A forgone conclusion, the kangaroo court swiftly convicts the nine innocents to death. Their case became a cause célèbre. The Supreme Court ruled that they had been denied due process. Six years and eight trials later, even after one of the women subsequently recanted her original testimony, guilty verdicts continued.
Scottsboro Boys is an ensemble show. Just the same, the production has break-out performances. Clifton Duncan’s illiterate Haywood Patterson turns in a melancholic ballad “Go Back Home” that galvanizes the house. In “Never Too Late” James T. Lane gender bends Ruby Bates’ recanted testimony in luxurious farce. Little Nile Bullock wears-out his tap shoes as Eugene Williams, too young to know what the word rape means.
The recurring oppressors are played by two ever-changing antagonists, Mr. Bones and Mr. Tambo, Jared Joseph and JC Montgomery respectively, metamorphose unceasingly through the evening. The sole white performer, Ron Holgate as The Interlocutor, appeared to be on cruise-control.
Scottsboro’s design is deceptively simple and achieves optimal theatrical utility with Stroman’s staging. Beowulf Boritt’s scenic design of tilted portholes, collection of white chairs and cyclorama deliver all the needed nuance and visual punch with Ken Billington’s painterly lighting design. Toni-Leslie James’s costume design is period-appropriate and adds bursts of color and code. Hats off to music director Eric Ebbenga and the eight-piece band.
Kander and Ebb’s last collaboration is the most audacious, challenging and confrontative theater work to hit town since Culture Clash’s 1998’s satirical indictment Border Town, based on sociological observations of San Diego. Scottsboro Boys, to date, is an implausible Globe presentation. Booking the show was former CEO Lou Spisto’s only daring artistic choice. There were a few walk-outs at the performance I attended where silent shock hung in the air during most of the show. Applause was judicial till the last third of the evening, which is not necessarily a bad thing. Questioning one’s response to the stage offerings is more transformational than Pavlovian standing ovations.

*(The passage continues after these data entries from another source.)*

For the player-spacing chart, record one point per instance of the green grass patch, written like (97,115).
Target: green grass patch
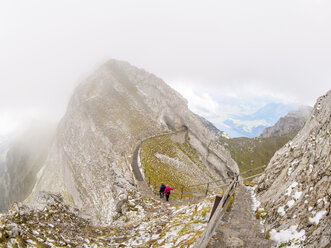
(261,214)
(250,153)
(174,176)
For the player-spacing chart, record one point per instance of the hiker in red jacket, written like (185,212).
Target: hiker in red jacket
(167,192)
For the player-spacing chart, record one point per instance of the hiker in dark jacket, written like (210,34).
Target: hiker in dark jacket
(162,188)
(167,192)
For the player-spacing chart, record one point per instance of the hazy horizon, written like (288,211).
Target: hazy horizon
(227,58)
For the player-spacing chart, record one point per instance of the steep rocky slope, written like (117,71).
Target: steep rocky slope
(214,129)
(21,161)
(108,114)
(295,189)
(251,153)
(290,123)
(148,222)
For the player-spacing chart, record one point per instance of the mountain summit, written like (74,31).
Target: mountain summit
(111,111)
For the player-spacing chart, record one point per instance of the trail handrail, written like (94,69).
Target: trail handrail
(214,220)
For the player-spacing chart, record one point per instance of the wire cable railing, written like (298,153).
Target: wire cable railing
(204,188)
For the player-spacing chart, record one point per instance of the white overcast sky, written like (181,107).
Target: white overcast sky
(205,49)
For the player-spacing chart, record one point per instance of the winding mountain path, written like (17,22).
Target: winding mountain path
(240,228)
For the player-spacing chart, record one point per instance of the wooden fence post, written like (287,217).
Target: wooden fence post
(207,189)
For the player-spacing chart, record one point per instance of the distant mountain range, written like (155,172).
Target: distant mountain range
(252,125)
(293,121)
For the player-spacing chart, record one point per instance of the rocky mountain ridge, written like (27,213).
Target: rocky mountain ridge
(117,106)
(20,160)
(292,122)
(218,133)
(295,191)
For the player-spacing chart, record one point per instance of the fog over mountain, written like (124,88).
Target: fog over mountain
(251,53)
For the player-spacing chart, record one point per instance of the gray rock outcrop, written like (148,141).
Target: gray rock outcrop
(295,188)
(21,162)
(292,122)
(111,111)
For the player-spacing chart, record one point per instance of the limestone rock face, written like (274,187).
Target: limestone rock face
(111,111)
(20,162)
(293,121)
(295,188)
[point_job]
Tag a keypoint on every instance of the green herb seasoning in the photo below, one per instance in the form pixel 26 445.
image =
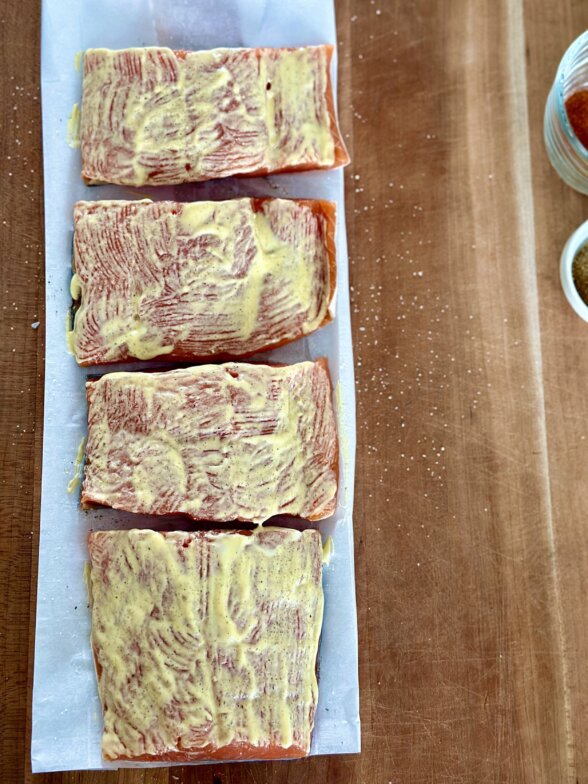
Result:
pixel 580 272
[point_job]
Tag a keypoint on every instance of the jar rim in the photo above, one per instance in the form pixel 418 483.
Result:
pixel 570 53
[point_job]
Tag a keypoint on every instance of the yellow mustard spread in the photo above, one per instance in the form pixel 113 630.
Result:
pixel 151 116
pixel 203 640
pixel 203 278
pixel 216 442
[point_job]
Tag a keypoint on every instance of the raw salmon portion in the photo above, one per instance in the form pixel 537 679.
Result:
pixel 158 117
pixel 205 643
pixel 199 280
pixel 215 442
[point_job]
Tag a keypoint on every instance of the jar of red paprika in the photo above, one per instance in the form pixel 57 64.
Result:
pixel 565 127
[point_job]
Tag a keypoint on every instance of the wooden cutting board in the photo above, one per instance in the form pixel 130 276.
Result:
pixel 472 484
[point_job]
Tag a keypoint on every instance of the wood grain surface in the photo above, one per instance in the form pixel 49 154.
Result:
pixel 471 517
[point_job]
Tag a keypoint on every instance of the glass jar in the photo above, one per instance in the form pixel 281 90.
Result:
pixel 567 155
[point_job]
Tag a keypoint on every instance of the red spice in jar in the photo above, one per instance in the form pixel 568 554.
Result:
pixel 577 110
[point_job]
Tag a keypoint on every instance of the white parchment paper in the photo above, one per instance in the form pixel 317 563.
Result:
pixel 67 721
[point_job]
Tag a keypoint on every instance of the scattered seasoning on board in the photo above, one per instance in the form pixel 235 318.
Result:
pixel 577 110
pixel 580 272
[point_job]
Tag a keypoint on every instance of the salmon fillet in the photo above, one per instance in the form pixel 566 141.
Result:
pixel 200 280
pixel 158 117
pixel 215 442
pixel 205 643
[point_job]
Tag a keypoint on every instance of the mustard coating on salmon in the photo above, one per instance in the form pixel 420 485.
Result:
pixel 198 279
pixel 155 116
pixel 206 640
pixel 216 442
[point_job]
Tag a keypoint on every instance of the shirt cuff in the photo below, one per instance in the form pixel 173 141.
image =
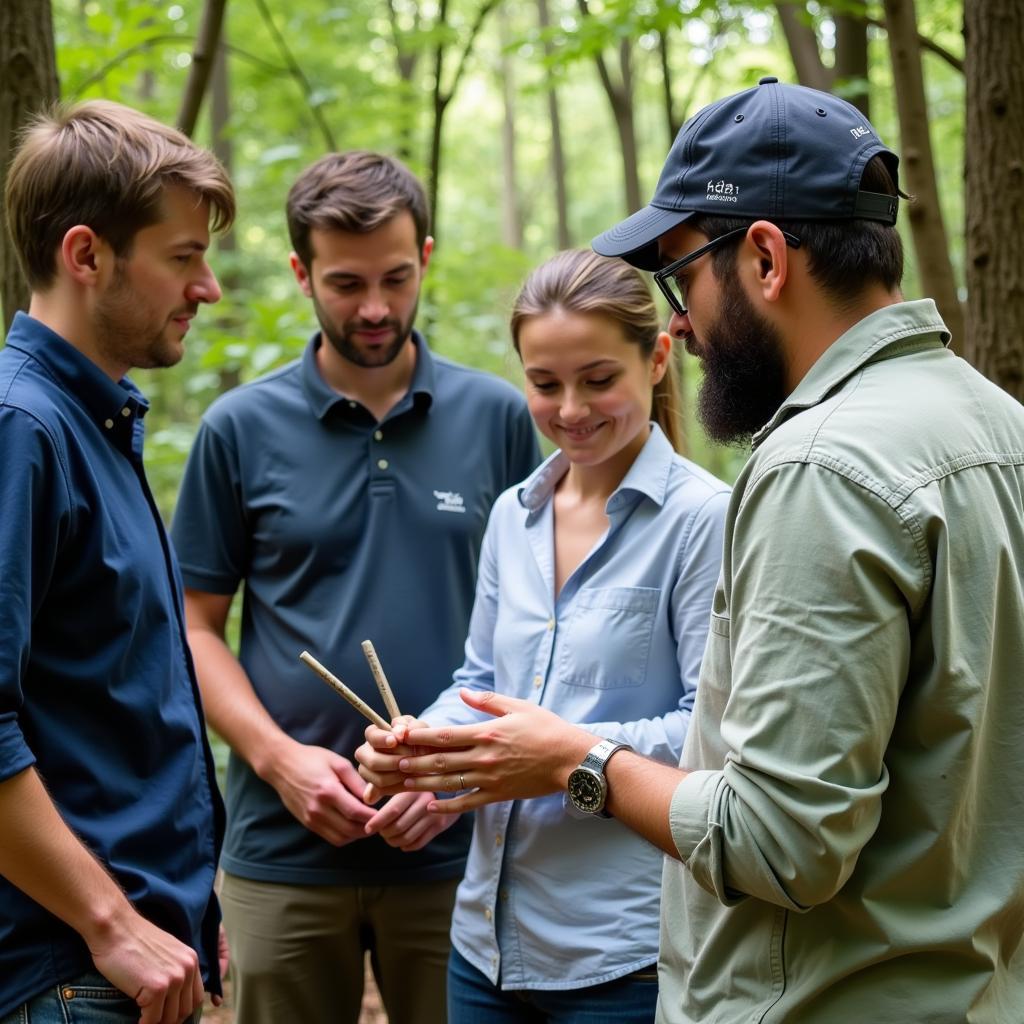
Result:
pixel 689 811
pixel 14 753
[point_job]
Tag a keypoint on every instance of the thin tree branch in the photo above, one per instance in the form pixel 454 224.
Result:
pixel 204 54
pixel 297 74
pixel 927 44
pixel 162 40
pixel 484 9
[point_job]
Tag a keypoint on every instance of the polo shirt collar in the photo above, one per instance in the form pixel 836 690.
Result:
pixel 323 398
pixel 104 399
pixel 648 476
pixel 888 332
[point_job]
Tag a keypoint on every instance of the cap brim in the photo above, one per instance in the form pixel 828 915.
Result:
pixel 635 239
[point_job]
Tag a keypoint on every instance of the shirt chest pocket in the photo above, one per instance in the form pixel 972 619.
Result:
pixel 606 641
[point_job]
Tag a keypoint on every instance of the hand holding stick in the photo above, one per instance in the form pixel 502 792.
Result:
pixel 353 698
pixel 381 680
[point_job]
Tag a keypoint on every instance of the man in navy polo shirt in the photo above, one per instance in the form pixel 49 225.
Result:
pixel 349 492
pixel 109 810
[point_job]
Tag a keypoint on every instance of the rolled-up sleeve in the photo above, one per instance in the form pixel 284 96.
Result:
pixel 34 510
pixel 823 579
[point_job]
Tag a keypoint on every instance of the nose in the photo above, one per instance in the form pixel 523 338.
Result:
pixel 679 325
pixel 205 288
pixel 374 307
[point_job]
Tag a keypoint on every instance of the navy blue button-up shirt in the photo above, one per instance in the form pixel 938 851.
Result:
pixel 97 689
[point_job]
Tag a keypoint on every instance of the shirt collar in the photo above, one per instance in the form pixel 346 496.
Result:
pixel 104 399
pixel 887 332
pixel 648 476
pixel 323 398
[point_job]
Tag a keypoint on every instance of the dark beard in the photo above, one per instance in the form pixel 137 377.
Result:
pixel 743 371
pixel 340 338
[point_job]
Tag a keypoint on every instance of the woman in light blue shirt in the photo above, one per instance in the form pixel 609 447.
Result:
pixel 593 600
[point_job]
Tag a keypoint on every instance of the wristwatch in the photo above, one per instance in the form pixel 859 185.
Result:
pixel 588 788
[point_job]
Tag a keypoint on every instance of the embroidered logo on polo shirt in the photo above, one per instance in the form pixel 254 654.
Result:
pixel 450 501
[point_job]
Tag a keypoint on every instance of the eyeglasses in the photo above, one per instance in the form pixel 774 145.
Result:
pixel 674 289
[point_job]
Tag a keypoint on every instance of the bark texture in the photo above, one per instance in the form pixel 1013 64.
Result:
pixel 994 66
pixel 28 83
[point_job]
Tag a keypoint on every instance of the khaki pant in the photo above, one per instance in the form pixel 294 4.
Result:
pixel 297 951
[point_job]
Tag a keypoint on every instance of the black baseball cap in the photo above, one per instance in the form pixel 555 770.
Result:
pixel 777 152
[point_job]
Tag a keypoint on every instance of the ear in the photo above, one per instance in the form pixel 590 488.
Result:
pixel 301 274
pixel 769 259
pixel 84 255
pixel 660 357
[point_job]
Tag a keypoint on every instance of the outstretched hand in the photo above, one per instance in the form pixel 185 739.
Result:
pixel 525 751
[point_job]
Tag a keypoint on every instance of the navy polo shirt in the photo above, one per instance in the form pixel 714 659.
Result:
pixel 343 529
pixel 96 685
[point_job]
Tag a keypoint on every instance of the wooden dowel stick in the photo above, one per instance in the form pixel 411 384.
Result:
pixel 353 698
pixel 381 680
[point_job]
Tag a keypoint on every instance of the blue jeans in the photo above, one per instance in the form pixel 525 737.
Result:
pixel 89 998
pixel 472 999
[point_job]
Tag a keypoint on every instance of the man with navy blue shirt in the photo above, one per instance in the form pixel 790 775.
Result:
pixel 109 809
pixel 348 492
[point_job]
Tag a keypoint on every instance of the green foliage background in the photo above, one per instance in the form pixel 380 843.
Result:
pixel 139 54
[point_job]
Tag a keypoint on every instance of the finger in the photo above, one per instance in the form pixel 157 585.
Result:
pixel 492 702
pixel 389 813
pixel 438 763
pixel 152 1006
pixel 466 802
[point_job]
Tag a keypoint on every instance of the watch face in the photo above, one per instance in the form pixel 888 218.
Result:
pixel 587 790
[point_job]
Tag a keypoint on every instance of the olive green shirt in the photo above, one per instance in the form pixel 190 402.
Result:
pixel 852 827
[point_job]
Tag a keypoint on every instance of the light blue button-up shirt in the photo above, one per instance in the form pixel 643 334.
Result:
pixel 553 899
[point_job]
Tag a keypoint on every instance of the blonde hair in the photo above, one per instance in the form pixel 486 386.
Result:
pixel 105 166
pixel 581 282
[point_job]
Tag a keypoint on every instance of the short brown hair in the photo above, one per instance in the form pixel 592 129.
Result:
pixel 580 281
pixel 105 166
pixel 354 192
pixel 843 256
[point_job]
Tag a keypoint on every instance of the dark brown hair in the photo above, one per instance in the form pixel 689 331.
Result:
pixel 581 282
pixel 844 256
pixel 352 192
pixel 104 166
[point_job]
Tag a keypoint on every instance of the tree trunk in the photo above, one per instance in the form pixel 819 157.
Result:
pixel 803 44
pixel 994 68
pixel 442 96
pixel 672 122
pixel 220 113
pixel 621 99
pixel 511 209
pixel 558 172
pixel 204 55
pixel 930 243
pixel 28 83
pixel 851 53
pixel 626 124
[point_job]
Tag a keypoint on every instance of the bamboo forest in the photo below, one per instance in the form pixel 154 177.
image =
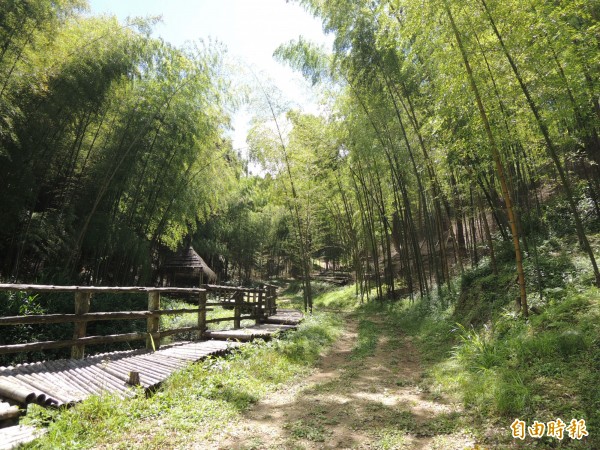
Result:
pixel 414 264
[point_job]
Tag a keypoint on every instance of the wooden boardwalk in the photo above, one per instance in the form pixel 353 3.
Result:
pixel 69 381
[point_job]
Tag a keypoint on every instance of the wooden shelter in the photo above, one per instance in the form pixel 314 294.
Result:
pixel 186 268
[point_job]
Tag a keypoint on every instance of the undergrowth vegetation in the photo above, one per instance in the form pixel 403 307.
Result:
pixel 479 352
pixel 196 402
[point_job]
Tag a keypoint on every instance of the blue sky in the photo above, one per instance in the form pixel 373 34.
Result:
pixel 251 30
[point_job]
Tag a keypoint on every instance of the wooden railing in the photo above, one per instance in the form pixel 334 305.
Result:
pixel 246 303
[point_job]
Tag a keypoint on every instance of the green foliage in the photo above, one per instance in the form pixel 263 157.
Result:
pixel 203 396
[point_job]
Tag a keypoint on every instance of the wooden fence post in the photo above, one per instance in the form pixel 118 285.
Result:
pixel 259 306
pixel 273 299
pixel 82 306
pixel 202 314
pixel 152 323
pixel 237 309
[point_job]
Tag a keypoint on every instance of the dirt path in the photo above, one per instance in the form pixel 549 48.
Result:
pixel 350 402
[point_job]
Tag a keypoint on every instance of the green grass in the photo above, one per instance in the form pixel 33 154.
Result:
pixel 477 351
pixel 194 403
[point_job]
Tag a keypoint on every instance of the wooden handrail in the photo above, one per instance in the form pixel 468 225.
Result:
pixel 260 301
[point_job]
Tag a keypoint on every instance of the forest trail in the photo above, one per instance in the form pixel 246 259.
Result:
pixel 353 401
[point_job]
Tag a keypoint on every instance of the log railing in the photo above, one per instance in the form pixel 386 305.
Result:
pixel 246 303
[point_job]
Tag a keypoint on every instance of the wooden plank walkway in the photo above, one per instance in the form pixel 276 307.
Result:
pixel 69 381
pixel 286 317
pixel 13 437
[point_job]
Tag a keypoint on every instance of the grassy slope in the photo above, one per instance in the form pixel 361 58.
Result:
pixel 475 350
pixel 501 367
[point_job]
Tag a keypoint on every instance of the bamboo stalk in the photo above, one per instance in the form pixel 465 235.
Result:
pixel 16 392
pixel 92 374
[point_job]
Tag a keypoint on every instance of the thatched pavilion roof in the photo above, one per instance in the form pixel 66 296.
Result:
pixel 186 261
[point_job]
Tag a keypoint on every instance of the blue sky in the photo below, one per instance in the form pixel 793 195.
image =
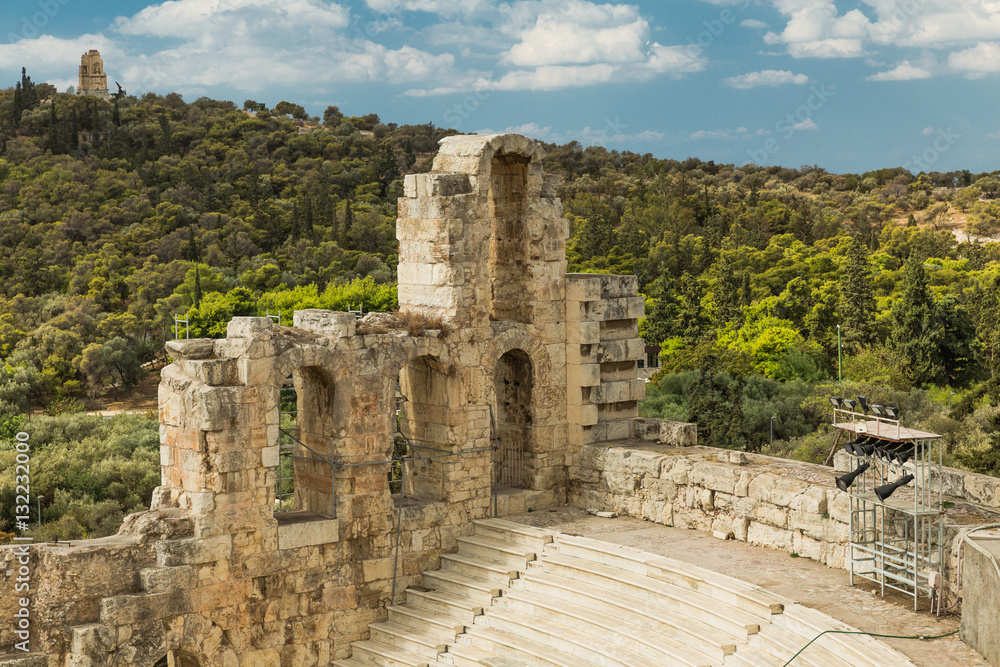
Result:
pixel 850 86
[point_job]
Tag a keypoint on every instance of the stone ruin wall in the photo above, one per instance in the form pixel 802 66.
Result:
pixel 776 503
pixel 213 575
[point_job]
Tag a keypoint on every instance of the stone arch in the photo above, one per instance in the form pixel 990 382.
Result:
pixel 510 355
pixel 428 394
pixel 505 170
pixel 515 409
pixel 308 430
pixel 178 659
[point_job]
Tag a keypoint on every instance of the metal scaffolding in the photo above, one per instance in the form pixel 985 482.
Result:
pixel 895 542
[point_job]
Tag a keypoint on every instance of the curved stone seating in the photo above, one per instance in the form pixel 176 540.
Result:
pixel 516 596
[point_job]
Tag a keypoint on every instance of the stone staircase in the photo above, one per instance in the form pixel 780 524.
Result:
pixel 514 595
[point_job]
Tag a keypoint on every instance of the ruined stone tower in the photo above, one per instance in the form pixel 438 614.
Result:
pixel 93 78
pixel 286 519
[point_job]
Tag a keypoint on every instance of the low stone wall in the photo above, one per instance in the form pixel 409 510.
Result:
pixel 981 599
pixel 718 491
pixel 776 503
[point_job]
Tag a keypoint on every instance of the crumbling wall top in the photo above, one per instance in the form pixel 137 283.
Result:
pixel 473 154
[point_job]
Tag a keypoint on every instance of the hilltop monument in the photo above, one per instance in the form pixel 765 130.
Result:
pixel 93 78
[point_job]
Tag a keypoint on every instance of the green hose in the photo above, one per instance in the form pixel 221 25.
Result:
pixel 859 632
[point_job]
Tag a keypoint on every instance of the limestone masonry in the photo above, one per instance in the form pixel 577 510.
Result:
pixel 93 78
pixel 276 536
pixel 527 357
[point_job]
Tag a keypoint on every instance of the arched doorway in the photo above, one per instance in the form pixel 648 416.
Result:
pixel 177 659
pixel 512 381
pixel 422 414
pixel 304 479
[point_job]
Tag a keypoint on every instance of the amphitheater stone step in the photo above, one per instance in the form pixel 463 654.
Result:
pixel 517 596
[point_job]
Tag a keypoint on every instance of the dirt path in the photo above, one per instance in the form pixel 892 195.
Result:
pixel 810 583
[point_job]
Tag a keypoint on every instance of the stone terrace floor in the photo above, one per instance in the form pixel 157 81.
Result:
pixel 807 582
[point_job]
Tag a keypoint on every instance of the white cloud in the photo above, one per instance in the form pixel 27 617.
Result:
pixel 556 44
pixel 724 135
pixel 193 19
pixel 48 52
pixel 903 72
pixel 981 58
pixel 442 7
pixel 253 44
pixel 767 77
pixel 817 29
pixel 582 38
pixel 613 133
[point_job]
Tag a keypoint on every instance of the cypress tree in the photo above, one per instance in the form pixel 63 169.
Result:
pixel 917 334
pixel 857 303
pixel 727 295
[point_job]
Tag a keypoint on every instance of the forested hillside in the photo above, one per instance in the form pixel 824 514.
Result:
pixel 117 216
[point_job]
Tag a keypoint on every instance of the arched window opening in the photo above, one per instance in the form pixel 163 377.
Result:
pixel 513 386
pixel 422 405
pixel 509 241
pixel 177 659
pixel 305 476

This new musical’s hip flip on theatrical styles is challenging and of special interest to the LGBT audience. What might be an equivalent take on the LGBT human rights experience? Imagine a set of characters in the person’s of Harvey Milk, Ryan White, Matthew Shepard, Brandon Teena (transsexual female-to-male of Boy’s Don’t Cry). Now imagine these folk heroes playing out a musical version of a Fox News special on gay-conversion as Bill O’Reilly, Rupert Murdoch, Michele Bachmann and Sarah Palin. It would be a travesty, but not without artistic potential.